Book displays may take different forms. In this series of posts I present a gallery of types, which will serve as an illustrative overview of the Genus (if you will) Displaius libraratus. What is the point of a book display? In the first post I compared a book display to the sand mandala. Both are made to be viewed, both encourage positive energies in the viewer, and both end (in the case of a successful display) being deconstructed. The sand is carried off by the river, and the books by library patrons.
Libraries have shelves. Homes have shelves. The difference is that when I search* for book display ideas, I get ideas for the book collector — that is, for displaying books that aren’t to be moved or read all that much. Sometimes the internet really is absolutely useless. (* And when I search now, I use a search engine that doesn’t support the dubious motives of ad men and paranoid government agencies. Well, that’s off my chest.)
I’ve blogged recently about arranging books on wall shelves. How is a bookshelf different from a wall? What a good question! (Who’s on the ball?) The answer is depth. On a wall, books sit flat, upright, side-by-side, facing outwards at the same angle. (Even so, as we’ve seen, you can get pretty creative.) Bookshelves, however, make possible a few more techniques because they are generally deeper than wall shelves. They give you spinal possibilities, depth, angle. But there are also some pitfalls that I’ll consider.

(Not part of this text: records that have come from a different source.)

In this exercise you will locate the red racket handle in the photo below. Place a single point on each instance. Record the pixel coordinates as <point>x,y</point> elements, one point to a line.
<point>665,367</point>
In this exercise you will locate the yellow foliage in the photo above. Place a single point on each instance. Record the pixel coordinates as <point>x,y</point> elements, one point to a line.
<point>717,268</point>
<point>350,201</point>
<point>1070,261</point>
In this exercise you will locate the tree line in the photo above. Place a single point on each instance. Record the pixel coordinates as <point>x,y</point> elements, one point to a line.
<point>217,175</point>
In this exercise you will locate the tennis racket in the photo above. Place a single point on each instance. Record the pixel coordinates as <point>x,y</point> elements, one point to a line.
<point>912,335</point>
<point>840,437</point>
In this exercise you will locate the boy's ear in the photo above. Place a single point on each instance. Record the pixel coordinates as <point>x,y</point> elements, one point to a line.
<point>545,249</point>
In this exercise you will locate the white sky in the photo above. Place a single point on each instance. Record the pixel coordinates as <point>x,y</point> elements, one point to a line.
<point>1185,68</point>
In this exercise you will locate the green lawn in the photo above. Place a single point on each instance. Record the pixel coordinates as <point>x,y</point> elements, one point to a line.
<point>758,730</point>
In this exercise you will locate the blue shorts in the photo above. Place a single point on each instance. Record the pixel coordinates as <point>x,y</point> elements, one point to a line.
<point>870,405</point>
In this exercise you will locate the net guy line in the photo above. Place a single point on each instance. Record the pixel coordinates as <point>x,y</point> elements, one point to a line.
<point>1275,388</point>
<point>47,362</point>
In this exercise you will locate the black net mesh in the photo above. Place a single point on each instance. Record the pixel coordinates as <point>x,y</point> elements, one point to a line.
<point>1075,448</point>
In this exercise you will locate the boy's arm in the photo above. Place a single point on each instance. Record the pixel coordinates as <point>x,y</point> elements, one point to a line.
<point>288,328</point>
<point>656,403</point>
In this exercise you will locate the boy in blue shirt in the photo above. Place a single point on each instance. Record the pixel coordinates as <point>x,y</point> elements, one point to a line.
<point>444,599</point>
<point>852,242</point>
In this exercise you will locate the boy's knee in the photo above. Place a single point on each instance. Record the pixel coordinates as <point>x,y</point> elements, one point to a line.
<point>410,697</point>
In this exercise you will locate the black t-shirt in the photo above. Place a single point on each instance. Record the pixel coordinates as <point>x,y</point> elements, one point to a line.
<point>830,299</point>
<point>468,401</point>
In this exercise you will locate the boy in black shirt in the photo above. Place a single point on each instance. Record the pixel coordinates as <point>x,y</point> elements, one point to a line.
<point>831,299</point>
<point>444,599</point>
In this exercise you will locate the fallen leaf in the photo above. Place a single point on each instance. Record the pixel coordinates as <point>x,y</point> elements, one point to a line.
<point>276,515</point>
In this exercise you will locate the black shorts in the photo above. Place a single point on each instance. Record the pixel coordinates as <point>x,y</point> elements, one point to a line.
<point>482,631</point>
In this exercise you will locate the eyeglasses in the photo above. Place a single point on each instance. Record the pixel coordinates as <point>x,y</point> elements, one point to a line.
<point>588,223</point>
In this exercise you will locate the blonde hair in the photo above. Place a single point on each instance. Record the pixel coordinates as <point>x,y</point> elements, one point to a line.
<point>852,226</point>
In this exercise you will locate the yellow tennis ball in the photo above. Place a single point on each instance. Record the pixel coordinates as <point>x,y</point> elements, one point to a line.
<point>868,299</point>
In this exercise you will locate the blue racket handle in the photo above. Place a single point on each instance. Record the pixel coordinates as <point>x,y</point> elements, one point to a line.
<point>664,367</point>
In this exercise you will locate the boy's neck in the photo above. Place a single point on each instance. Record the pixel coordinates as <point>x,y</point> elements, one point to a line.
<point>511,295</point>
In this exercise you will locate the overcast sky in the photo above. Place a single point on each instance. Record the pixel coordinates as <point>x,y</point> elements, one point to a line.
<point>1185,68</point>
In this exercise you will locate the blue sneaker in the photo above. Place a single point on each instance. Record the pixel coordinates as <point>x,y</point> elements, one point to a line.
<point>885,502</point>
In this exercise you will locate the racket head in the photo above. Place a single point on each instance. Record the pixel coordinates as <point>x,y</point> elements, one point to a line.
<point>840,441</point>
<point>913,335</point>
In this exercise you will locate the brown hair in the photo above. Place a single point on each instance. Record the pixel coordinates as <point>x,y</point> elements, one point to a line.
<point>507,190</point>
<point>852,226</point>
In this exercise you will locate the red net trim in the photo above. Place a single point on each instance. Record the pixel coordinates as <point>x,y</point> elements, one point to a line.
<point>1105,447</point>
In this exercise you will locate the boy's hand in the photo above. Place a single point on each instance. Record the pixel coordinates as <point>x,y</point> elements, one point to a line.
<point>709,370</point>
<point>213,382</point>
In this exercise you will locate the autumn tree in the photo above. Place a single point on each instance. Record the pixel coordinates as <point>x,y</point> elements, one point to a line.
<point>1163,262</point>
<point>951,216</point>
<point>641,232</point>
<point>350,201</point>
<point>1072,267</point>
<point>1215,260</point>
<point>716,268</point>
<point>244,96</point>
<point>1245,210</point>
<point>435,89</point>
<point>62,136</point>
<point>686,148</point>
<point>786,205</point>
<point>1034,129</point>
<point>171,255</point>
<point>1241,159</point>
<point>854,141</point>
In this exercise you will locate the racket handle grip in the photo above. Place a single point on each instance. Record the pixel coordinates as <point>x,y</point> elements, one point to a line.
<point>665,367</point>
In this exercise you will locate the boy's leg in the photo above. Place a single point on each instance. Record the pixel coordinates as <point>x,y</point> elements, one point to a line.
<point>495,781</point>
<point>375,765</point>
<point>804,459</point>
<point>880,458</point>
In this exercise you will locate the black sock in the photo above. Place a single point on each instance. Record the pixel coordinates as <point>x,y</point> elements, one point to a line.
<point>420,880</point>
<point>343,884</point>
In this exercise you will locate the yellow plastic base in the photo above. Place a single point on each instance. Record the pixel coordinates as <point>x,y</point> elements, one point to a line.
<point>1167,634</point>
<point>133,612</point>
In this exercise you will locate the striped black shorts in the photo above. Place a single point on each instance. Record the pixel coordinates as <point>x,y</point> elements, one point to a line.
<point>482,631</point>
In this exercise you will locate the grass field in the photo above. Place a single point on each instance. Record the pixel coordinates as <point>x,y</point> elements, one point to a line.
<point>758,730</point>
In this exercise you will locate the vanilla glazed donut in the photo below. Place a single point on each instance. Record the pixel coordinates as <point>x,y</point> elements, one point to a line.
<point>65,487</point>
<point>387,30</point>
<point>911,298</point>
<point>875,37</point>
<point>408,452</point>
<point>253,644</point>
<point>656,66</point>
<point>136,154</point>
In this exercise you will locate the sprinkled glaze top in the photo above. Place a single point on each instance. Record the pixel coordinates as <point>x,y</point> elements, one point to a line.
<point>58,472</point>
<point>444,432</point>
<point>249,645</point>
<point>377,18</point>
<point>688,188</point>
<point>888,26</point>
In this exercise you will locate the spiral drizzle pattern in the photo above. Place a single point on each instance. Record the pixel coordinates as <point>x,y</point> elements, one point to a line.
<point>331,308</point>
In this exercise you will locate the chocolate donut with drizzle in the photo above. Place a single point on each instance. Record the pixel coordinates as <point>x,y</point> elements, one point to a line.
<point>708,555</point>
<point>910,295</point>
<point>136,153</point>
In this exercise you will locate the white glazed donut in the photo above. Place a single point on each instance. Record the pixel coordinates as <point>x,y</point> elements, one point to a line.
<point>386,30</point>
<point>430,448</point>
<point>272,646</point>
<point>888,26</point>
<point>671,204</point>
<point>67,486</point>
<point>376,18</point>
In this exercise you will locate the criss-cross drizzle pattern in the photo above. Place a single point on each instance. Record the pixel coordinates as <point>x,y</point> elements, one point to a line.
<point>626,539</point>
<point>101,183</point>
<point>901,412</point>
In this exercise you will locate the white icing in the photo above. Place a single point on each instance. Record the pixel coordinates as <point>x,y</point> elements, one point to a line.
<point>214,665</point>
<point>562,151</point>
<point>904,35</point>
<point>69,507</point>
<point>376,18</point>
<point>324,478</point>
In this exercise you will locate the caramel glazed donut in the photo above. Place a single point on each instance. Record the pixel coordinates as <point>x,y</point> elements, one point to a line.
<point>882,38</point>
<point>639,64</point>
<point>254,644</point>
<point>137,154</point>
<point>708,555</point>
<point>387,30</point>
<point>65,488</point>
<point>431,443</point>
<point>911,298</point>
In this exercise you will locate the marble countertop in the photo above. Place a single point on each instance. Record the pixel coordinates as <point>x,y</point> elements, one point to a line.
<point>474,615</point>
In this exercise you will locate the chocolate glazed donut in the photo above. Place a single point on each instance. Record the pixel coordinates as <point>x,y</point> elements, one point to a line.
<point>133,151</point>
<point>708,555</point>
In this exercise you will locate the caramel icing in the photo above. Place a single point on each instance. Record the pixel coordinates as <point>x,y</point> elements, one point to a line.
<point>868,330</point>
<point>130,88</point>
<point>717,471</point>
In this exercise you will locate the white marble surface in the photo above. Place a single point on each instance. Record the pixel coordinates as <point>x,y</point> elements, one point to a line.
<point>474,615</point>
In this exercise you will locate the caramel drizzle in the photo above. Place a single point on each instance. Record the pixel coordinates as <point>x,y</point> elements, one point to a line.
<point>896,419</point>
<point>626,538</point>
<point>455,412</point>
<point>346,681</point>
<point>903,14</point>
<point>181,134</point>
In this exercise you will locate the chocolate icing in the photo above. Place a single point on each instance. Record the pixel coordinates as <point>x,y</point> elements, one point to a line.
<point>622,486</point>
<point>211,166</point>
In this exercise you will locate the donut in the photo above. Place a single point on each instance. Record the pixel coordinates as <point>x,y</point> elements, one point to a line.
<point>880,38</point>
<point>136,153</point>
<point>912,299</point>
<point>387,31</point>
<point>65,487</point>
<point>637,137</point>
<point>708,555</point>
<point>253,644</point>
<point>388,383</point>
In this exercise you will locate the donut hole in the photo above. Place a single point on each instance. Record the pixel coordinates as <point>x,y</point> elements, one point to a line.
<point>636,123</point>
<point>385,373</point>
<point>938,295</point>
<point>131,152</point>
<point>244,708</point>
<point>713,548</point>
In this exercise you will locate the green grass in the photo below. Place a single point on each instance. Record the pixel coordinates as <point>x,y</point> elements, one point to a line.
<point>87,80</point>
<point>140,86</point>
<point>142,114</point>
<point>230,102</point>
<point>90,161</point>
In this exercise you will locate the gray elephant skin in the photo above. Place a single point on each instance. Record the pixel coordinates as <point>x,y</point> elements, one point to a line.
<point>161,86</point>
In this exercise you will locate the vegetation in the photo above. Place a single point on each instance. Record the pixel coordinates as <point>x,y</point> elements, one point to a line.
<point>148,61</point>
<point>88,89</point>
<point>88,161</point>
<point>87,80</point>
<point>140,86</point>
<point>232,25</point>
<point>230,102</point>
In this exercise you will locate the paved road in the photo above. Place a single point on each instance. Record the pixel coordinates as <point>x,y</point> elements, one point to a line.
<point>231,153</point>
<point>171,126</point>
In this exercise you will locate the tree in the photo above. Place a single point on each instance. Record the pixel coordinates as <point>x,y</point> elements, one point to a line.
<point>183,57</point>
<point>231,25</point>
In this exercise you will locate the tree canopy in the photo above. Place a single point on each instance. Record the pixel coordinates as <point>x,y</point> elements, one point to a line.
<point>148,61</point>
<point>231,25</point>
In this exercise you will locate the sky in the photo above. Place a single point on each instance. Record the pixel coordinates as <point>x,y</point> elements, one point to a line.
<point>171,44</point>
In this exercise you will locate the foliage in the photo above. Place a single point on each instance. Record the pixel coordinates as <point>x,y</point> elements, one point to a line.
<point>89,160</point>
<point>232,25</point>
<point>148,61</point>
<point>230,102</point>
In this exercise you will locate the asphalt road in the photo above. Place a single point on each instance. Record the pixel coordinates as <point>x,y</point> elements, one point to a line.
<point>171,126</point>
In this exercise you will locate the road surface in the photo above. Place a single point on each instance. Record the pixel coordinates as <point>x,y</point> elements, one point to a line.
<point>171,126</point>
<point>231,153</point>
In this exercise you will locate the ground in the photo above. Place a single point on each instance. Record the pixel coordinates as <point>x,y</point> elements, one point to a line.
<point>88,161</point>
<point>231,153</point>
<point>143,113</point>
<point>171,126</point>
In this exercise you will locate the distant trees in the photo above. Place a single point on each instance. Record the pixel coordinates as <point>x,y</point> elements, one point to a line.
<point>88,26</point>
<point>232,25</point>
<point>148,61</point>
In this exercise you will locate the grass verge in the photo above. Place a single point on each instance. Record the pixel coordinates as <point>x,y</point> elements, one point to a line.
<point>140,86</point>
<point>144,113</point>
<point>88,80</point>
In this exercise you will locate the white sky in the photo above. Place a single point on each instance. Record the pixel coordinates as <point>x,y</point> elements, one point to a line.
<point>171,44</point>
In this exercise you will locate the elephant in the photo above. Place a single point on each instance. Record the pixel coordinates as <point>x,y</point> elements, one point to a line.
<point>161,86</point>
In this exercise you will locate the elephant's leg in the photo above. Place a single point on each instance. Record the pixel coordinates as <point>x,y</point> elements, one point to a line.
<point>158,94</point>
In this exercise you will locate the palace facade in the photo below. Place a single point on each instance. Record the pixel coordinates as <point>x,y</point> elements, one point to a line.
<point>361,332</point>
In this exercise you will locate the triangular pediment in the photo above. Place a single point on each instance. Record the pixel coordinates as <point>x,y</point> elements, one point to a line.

The Spine. I find it striking to juxtapose spine and cover. In the photo above, for example, the top shelf is spine-only — set off grandly by the “Big Word” technique. (Meant to indicate those that are “read” as opposed to unread?) In this second picture, right, you can see a similar effect. Top of shelf, all covers; bottom two shelves, spines. I include this also to illustrate the popular “Face-in-the-Space” technique of filling empty shelf space with outward-facing books. For these spots, I often pick a book right from the returns trolley: proven to issue.
Angle. Not confined to the realm of tabletop displays. Use different angles to vary the depth and shape of books on the shelf, and to focus attention. Remember, of course, that sometimes the best angle is none at all.
Think not just of twisting books left or right, but also of how they sit on the shelf. We have plastic book stands of different angles that allow some books to stand tall and proud, others to recline almost horizontal. I like the recliners for low shelves, where a cover stood upright might not be seen from above; though sometimes I just place them flat. I find large and wide books work best for low shelves.